Buses may be Integrated, but Problems Plague Transit System
With yesterday’s 60th anniversary of the start of the Montgomery Bus Boycott, the Birmingham Civil Rights Institute hosted a panel to mark Rosa Parks’ refusal to give up her seat to a white man. But the talk didn’t stay focused on history. It quickly turned to the present, particularly the problems plaguing Birmingham’s buses.
“Where are we? Have we made any gains?” wondered Ahmad Ward, vice president of education for the Birmingham Civil Rights Institute. “[We are] looking at access to transportation as a civil right.”
Ward told stories from his own family about how life without a car in Birmingham is difficult and exhausting.
The auditorium was packed with bus riders and community activists, and the panel discussion became an open forum for riders airing grievances. They told stories of hours-long commutes and buses that breakdown.

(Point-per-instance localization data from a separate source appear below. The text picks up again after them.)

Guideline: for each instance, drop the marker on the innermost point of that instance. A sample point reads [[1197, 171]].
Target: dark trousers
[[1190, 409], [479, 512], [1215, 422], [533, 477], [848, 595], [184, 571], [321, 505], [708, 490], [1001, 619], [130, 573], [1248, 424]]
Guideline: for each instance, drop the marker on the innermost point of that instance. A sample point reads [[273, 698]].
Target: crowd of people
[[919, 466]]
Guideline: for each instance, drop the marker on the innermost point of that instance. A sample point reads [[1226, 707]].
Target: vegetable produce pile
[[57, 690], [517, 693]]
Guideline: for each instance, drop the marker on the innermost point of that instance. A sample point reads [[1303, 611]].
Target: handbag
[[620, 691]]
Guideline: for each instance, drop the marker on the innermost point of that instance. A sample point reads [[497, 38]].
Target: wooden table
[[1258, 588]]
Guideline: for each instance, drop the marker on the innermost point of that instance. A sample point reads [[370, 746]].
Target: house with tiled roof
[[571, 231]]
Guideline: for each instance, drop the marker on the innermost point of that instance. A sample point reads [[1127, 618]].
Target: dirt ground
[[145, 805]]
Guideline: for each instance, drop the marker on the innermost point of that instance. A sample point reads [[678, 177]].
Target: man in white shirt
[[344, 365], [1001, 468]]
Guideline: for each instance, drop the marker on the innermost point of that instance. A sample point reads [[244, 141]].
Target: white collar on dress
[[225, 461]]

“Transportation is a quality of life issue,” Georgette Norman, the former director of the Rosa Parks Museum at Troy University, interjected. She explained that Montgomery faces many of the same issues as Birmingham. While the protests of the 50s and 60s integrated buses, parks, and schools, oppression and inequality remain, Norman said.
“Our reform has been superficialized,” Norman said. “We have to get back to the whole idea of human rights. Does it matter that I can walk into any restaurant sit down and be served if I don’t have the price of the meal?”
Or, Norman continued, does it matter if buses are integrated if they can’t get you anywhere? For these Birmingham residents the answer seems to be no.